A few weeks ago, we set out to do just that and our plan was thwarted. We waited at the front door. Then we waited some more. Then we flagged down a waitress who told us she’d be right with us. It was around that point that my husband thought he saw Darren Daulton walking into the restaurant. Who knows. Then we waited some more. And some more. I was not pleased. My husband knew what was coming. The waitress finally came over and told us there would be a 20-30 minute wait (after asking if we wanted an inside or outside table. Duh, lady, we have our dog with us.) I let her know how I felt about that and walked away frustrated. My husband tried to put things into perspective on our walk back down the Avenue saying things like “maybe someone else was supposed to come in tonight but they died.” Who knows. Either way, it wasn’t about the wait for an outdoor table, it was about the wait to even be acknowledged.  I may have mentioned this before, but I put some weight on being a neighborhood place. You have to put yourself out just a little bit more. Be a little friendlier.

Anyway. We went home and ordered some delicious take out from Tres Jalapenos and my trials were forgotten.

Last weekend, we decided to give it another try. We headed up 11th street on the later side–close to 9pm–and were treated to a number of empty outdoor seats. We were seated quickly and our speedy waitress whipped open our bottle of wine and poured two glasses before we could even tell her that we wanted to start with this.

(See the glass of wine in the background.) No biggie though. We sipped our beers and took in the specials while perusing the menu. A number of the specials stood out to us and we opted with two of them, two maki, the sashimi sampler and a heavier dish.

Our kumamoto oysters came out first. These were a refreshing and oceany start to our meal.

The oysters were followed by an interesting-sounding dish–grilled octopus in sesame oil. My husband bit into one before I did and exclaimed “it’s cold!” Although we expected a hot dish, this octopus was chewy without being rubbery and the sesame imparted a great flavor throughout. The sesame seeds sprinkled on top added a nice crunch to balance the chewiness of the octopus.

The sashimi sample was up next. The sampler consisted of two small bites of the following: tuna with tofu vinaigrette, fluke with tataki sauce, salmon carpaccio, squid with smoked sea salt and lemon oil and surf clam with spicy miso.

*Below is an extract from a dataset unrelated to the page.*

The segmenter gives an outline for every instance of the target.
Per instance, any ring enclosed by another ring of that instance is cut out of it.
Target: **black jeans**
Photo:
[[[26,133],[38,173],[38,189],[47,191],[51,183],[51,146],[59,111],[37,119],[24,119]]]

Surprisingly (to me,) I think my favorite was the salmon which had a perfect texture and the most subtle of flavors while leaving a buttery finish on my tongue.

Our food just kept coming. I swear it was flying out of the kitchen. Our maki and pork belly came at about the same time, but we ate the pork belly first because it was warm.

The braised pork belly over congee is definitely more of a cold weather dish, but we had had it before and liked it. Besides, all of our other dishes were very light so it was nice to have something to balance that out. This dish is phenomenal, by the way. The pork belly is, well, pork belly. It slips apart under the gentle touch of a fork and the flavors just fill your mouth with comfort and happiness. The congee is a tricky little devil. It has the porky flavor of the meat along with sweet soy sauce. As you eat it, you’re likely to happen upon a mushroom or edamame pea nestled in the porridge. This is a soulful dish.

We finished with the maki–shrimp tempura and a softshell crab. The shrimp tempura was great, while the softshell crab left a bit to be desired. I was hoping for more meat and less veggie. Let’s just say we emptied our plates anyway.

As we slowly finished up our meal, I started to make my way to the bathroom before noticing that the entire staff was busy cleaning the inside of the restaurant and the floor was being mopped. Oops, guess I’ll hold it. It was before the 11pm closing time so I guess they were just trying to get a jump on their evening.

Izumi is just the kind of restaurant Passyunk Avenue needs. While they may have some missteps here and there, they fill the perfect niche and I’ll keep coming back for more.